Me, too, thought Banks, but he didn’t say anything about that. “Right,” he said. “You did a good job, Constable Kerrigan. You can go now. Stick around the station for now. We might need to talk to you again.”
“Of course, sir. Thank you, sir.”
PC Kerrigan left and no one said anything for a while. Finally, Gervaise said, “Anyone met Templeton’s parents? I understand they live in Salford.”
“That’s right,” said Banks. “I met them once, a few years back, when they came to Eastvale to visit him. Nice couple. I got the impression he didn’t get along very well with them, though. He never said much about them. They’ll have to be told.”
“I’ll see to it,” said Gervaise. “I know DS Templeton wasn’t exactly the most popular detective in the station,” she went on, “but I know that won’t stop anyone from doing their jobs.” She stared pointedly at Winsome, who said nothing. “Right, then,” Gervaise said. “As long as that’s understood, we can get down to work. Any theories?”
“Well,” said Banks, “first of all we have to ask ourselves what Kev was doing in The Maze close to midnight.”
“You’re implying that he was about to rape and kill Chelsea Pilton?” Gervaise said.
“Not at all,” Banks answered, “though we’d be remiss in our duties if we failed to acknowledge that possibility.”
“Pushing that unpleasant thought aside for a moment,” Gervaise said, “do you have any other theories for us to consider?”
“Assuming that Kev wasn’t The Maze killer,” Banks said, “I think it’s a pretty good guess that he was there because he hoped he might catch him. Remember at the last meeting, how he was convinced it was a serial killer who’d strike again soon in the same area?”
“And I ridiculed him,” said Gervaise. “Yes, I don’t need reminding.”
“I don’t mean to do that, ma’am,” said Banks. “You were right. We had no evidence to justify the expense of a full saturation operation. But it does appear rather as if Templeton took matters on himself.”
“Our Dr. Wallace agreed with him, too, as I remember,” said Gervaise.

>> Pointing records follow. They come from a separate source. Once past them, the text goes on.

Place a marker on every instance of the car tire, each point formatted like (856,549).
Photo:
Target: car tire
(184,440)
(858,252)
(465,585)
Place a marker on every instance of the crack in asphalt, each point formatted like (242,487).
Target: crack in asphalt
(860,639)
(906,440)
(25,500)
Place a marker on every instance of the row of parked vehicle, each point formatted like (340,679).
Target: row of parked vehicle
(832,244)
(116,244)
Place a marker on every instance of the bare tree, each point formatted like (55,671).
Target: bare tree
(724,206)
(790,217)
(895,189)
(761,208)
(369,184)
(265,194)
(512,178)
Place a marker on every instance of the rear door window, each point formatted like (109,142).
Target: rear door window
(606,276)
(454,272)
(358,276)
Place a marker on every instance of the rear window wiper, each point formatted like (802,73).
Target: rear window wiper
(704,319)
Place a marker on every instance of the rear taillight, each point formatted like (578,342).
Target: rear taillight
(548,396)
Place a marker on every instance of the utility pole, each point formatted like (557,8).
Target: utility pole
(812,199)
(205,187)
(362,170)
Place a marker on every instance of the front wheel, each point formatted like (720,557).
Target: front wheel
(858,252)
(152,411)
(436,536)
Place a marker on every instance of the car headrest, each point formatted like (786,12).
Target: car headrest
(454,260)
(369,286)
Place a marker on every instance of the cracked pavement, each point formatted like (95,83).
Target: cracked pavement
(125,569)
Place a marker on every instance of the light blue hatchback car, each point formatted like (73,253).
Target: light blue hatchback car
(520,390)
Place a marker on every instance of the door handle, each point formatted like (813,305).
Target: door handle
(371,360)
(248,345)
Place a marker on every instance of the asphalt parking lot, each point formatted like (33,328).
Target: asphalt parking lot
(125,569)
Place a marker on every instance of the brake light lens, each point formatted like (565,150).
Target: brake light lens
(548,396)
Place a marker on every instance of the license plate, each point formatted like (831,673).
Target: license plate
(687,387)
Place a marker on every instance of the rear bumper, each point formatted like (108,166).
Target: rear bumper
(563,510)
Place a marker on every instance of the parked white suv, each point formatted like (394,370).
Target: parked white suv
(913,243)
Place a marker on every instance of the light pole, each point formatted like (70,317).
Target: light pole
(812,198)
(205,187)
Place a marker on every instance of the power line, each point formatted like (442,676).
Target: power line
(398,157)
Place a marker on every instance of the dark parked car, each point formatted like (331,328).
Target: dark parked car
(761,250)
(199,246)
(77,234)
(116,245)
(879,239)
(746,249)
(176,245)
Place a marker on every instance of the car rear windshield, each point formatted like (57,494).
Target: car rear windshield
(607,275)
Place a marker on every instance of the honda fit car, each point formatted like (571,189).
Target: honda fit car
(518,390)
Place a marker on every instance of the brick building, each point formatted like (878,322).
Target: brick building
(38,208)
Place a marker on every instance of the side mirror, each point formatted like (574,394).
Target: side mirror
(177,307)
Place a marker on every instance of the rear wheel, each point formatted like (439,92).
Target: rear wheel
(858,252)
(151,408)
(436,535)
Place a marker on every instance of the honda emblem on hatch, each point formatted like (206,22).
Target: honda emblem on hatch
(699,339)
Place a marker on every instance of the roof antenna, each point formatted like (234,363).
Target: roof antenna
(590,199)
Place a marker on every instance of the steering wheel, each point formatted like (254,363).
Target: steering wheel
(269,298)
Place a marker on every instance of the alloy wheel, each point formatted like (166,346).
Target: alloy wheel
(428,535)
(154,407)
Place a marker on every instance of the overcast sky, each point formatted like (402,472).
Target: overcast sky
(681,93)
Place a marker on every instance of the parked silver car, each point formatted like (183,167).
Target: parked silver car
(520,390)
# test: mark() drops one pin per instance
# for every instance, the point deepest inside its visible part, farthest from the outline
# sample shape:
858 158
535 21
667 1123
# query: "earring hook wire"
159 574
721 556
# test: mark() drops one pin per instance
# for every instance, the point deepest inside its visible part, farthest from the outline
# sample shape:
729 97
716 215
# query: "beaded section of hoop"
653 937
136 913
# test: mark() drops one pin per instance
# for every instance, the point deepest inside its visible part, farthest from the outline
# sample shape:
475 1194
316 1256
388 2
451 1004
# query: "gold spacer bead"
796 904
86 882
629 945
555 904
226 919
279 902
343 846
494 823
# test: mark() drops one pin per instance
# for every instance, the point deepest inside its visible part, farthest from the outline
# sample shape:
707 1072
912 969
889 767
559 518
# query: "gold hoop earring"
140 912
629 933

“I’m not arguing right and wrong here,” Banks said. “I’m just trying to ascertain why Templeton was where he was.”
Gervaise nodded brusquely. “Go on.”
“I think he might have been there late on Friday, too,” Banks added. “I remember he was a bit peaky and tired yesterday, dragging his feet. I thought he’d been clubbing, woke up with a hangover, and I gave him a bollocking. He didn’t disabuse me of the notion.” Banks knew that his last words to Templeton had been harsh—something about growing up and behaving like a professional—and he also now knew that they had been unjustified, though how professional was it to wander a possible murder site alone and unarmed? Still, it didn’t make Banks feel any better.
He knew how Templeton rubbed most people the wrong way—accomplished women like Winsome and Annie in particular, and parents of difficult teenagers. No doubt there were some personal issues there. He could also be a racist, sexist bastard, and he had a personality that would steamroller over a person’s finer feelings if he thought it would get him what he wanted. Sometimes you had to do that to a certain extent, Banks knew—he had even done it himself with Malcolm Austin—but Templeton didn’t only do it out of necessity; he also seemed to take great relish in it. Even Banks had seen him reduce witnesses to tears or rage on occasion, and Winsome and Annie had seen it happen far more often.
He was also bright, hardworking and ambitious, and whether he would have matured with age, Banks didn’t know. He wouldn’t have the option now. He was gone, snuffed out, and that wasn’t bloody right. Even Winsome looked upset, Banks noticed, when he cast quick glances in her direction. He needed to talk to her. She could be carrying around a lot of guilt about the way she felt about Templeton, and it wouldn’t help the investigation. He remembered that one of the subjects she and Annie had discussed at dinner was the way Templeton had behaved with Hayley Daniels’s parents. Winsome hadn’t told Banks exactly what had gone on between them, but he knew that a line had been crossed, a bridge burned. It could be eating away at her now, when they all needed to start focusing and thinking clearly.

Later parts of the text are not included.